= Aurora (tone poem) =

Orchestral tone poem by William Lloyd Webber

Aurora is an orchestral tone poem by William Lloyd Webber which is acknowledged to be among the composer's finest works. Written in 1948 and performed once by a BBC orchestra conducted by Alexander Gibson it subsequently lay unperformed for many years. When a modern recording was issued in 1986 Edward Greenfield described the work as "...skillfully and sumptuously scored, its music as sensuous as any you will find from a British composer, it is not just a classically-inspired portrait of a Greek goddess but rather a surgingly emotional fantasy."

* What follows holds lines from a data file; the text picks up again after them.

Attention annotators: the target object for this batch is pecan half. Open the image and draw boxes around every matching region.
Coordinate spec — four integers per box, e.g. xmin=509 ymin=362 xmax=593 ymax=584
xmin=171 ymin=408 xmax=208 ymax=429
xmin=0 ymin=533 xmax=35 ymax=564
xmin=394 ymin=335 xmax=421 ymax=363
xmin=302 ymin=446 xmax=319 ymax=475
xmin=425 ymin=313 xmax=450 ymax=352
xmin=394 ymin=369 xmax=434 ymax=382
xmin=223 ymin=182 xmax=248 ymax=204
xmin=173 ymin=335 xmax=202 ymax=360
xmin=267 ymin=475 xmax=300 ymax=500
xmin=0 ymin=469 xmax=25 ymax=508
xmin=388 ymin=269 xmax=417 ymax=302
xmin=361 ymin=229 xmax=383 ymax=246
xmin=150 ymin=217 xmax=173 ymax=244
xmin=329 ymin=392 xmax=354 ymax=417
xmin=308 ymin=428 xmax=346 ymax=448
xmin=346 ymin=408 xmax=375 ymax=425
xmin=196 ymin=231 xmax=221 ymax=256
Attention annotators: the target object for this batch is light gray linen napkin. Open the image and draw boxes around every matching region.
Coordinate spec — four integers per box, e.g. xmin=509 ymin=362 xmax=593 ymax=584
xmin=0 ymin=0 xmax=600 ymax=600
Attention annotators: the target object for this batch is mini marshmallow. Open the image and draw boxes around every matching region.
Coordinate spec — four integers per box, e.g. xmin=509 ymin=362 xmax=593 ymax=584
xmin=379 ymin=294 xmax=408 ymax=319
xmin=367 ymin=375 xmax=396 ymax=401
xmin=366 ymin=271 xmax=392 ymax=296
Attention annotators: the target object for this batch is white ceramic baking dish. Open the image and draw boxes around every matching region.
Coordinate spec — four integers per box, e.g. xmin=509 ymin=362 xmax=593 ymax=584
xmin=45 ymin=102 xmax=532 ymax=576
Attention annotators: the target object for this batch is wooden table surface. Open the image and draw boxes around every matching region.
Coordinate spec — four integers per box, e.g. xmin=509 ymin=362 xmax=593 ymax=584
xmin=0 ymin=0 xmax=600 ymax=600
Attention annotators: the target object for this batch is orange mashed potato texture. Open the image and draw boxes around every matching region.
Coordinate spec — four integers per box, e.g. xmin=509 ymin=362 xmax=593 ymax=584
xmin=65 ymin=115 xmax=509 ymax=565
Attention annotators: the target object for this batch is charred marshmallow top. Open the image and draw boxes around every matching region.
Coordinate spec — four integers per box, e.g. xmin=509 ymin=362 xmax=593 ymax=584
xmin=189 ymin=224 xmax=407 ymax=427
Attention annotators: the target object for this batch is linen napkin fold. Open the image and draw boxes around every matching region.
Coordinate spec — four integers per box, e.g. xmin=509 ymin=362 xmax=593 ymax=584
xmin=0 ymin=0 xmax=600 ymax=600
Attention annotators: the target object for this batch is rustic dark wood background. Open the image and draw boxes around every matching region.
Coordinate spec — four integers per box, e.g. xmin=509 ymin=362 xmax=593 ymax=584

William Lloyd Webber himself had this to say in a programme note about Aurora:
"Arriving from the East in a chariot of winged horses, dispelling night and dispersing the dews of the morning. Aurora was the Roman Goddess of the dawn. This short tone poem attempts to portray in reasonably respectable sonata first movement form, the inherent sensuality of her nature.
Consecutive 6/4 chords introduce a bit of night music soon to be dispelled by the dawn theme, announced by the flute. Aurora's theme forms the second subject and (it is hoped) is of a suitably lyrical nature, as befits such a beautiful goddess. Her amorous adventures can possibly be imagined in the development section, and in the recapitulation her theme occurs twice – the first time with a light textured orchestration, and then with all the instruments that were available at the time of writing the piece.
At the moment of climax, the night music returns again, and Aurora has to leave us. However the final cadence has a hint of her theme, and there is always the promise of a new day."